Detecting Relativistic X-ray Jets in High-Redshift Quasars

We analyze Chandra X-ray images of a sample of 11 quasars that are known to contain kiloparsec scale radio jets. The sample consists of five high-redshift (z >= 3.6) flat-spectrum radio quasars, and six intermediate redshift (2.1 < z < 2.9) quasars. The dataset includes four sources with integrated steep radio spectra and seven with flat radio spectra. A total of 25 radio jet features are present in this sample. We apply a Bayesian multi-scale image reconstruction method to detect and measure the X-ray emission from the jets. We compute deviations from a baseline model that does not include the jet, and compare observed X-ray images with those computed with simulated images where no jet features exist. This allows us to compute p-value upper bounds on the significance that an X- ray jet is detected in a pre-determined region of interest. We detected 12 of the features unambiguously, and an additional 6 marginally. We also find residual emission in the cores of 3 quasars and in the background of 1 quasar that suggest the existence of unresolved X-ray jets.

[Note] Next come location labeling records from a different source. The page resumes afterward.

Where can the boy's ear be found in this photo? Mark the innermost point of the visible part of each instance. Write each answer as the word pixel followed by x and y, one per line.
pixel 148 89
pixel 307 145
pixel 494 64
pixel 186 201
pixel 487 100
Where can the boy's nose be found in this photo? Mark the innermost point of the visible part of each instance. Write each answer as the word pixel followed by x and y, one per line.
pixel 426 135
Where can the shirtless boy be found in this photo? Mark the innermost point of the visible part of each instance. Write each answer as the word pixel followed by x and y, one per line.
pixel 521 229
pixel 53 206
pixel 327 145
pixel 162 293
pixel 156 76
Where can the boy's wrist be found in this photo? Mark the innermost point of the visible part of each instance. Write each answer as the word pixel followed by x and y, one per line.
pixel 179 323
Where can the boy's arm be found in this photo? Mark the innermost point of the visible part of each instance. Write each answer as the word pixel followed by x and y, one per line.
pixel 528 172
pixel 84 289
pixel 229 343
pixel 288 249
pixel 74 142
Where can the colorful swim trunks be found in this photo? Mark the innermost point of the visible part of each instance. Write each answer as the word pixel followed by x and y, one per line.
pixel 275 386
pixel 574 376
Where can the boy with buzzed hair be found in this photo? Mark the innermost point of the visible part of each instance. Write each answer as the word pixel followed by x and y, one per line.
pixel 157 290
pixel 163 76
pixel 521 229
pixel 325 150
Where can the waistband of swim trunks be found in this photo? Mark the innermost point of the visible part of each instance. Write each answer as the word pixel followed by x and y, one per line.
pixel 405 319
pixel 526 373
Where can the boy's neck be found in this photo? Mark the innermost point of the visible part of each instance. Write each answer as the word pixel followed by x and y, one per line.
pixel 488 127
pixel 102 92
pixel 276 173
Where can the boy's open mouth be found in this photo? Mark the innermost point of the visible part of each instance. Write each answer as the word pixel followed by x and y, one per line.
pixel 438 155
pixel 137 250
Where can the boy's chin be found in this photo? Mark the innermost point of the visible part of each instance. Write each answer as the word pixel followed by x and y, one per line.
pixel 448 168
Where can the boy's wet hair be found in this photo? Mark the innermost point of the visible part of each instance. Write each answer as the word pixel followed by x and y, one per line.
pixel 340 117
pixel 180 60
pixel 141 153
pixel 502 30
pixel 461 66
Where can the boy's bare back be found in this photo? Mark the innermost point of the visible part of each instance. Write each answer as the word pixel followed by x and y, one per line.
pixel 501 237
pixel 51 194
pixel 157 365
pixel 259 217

The dependence of the X-ray to radio luminosity ratio on redshift is a potential diagnostic of the emission mechanism, since the inverse Compton scattering of cosmic microwave background photons (IC/CMB) is thought to be redshift dependent, whereas in synchrotron models no clear redshift dependence is expected. We find that the high-redshift jets have X-ray to radio flux ratios that are marginally inconsistent with those from lower redshifts, suggesting that either the X-ray emissions is due to the IC/CMB rather than the synchrotron process, or that high redshift jets are qualitatively different.